After eating I tried to search my mind and bring her into being. A light! From beneath the waves I saw a light slip to the surface, and then a form.
What have I done? A thing I cannot, will not, recall. Her hair has the sight and stench of seaweed and her pallid skin has two sunken orbs where the eyes should be. I have dragged from the seabed a bloated corpse – a casualty of a sunken wreck.
I fought with her. The boat nearly fell beneath the waves that screamed and sang around me. The timbers of my craft cried under the stress of our battle as water seeped on board. I pulled the tiller from its place and used the wood as a weapon in our contest. Her eyes! Her eyes! Venomous teeth that chattered not with the cold, but with passion. And her clawed hands flailed over the beam of the boat as I struggled against her, and she tried to pull me under.
All around me was damnation; a purple sky shot with brilliant gold as a storm ransacked the sea.
We fought for over two hours, but eventually she submerged once more into the brackish waste.
26th June 1885
Each night since her first appearance, the lich that I have created has haunted me. Each time we fight a hurricane reigns, a chorus of destruction heralds our contest.
But last night something new happened. I had given up the fight, and when she came I decided not to fight but to let her take me as I once plotted to take her. But no. When she came she mounted the prow and stood there looking at me.
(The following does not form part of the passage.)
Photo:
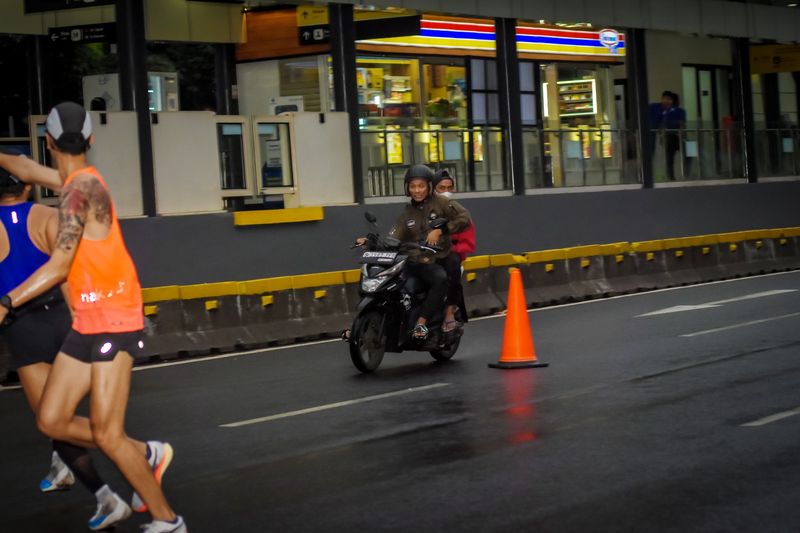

She was a hideous apparition, haloed as she was by a violent sky with an electric nimbus surmounting her head. Then she jumped over board and I never saw her again, although I waited.
I understand now. I hear her call, the song. All day I’ve sung it. I rode the waves and brows, singing, singing, singing. I followed the chant over the sea – I laughed at the words, at what she sang to me. I cried at the utter truth and power of the melody. It is a chorus of all that I feel. However, one last verse evades me. I’ve strained my ears so that I can make sense of the words but from here they make no sense. I have tried. And so, because I need to know those final words, I have resolved myself to an ultimate plan as I sail upon this vast and lonely ocean.
When she comes tonight I shall join her. I will take myself unto the depths to escape this malady, cast myself into the granite waves to join this wild performance. Finally I will hear the whole song.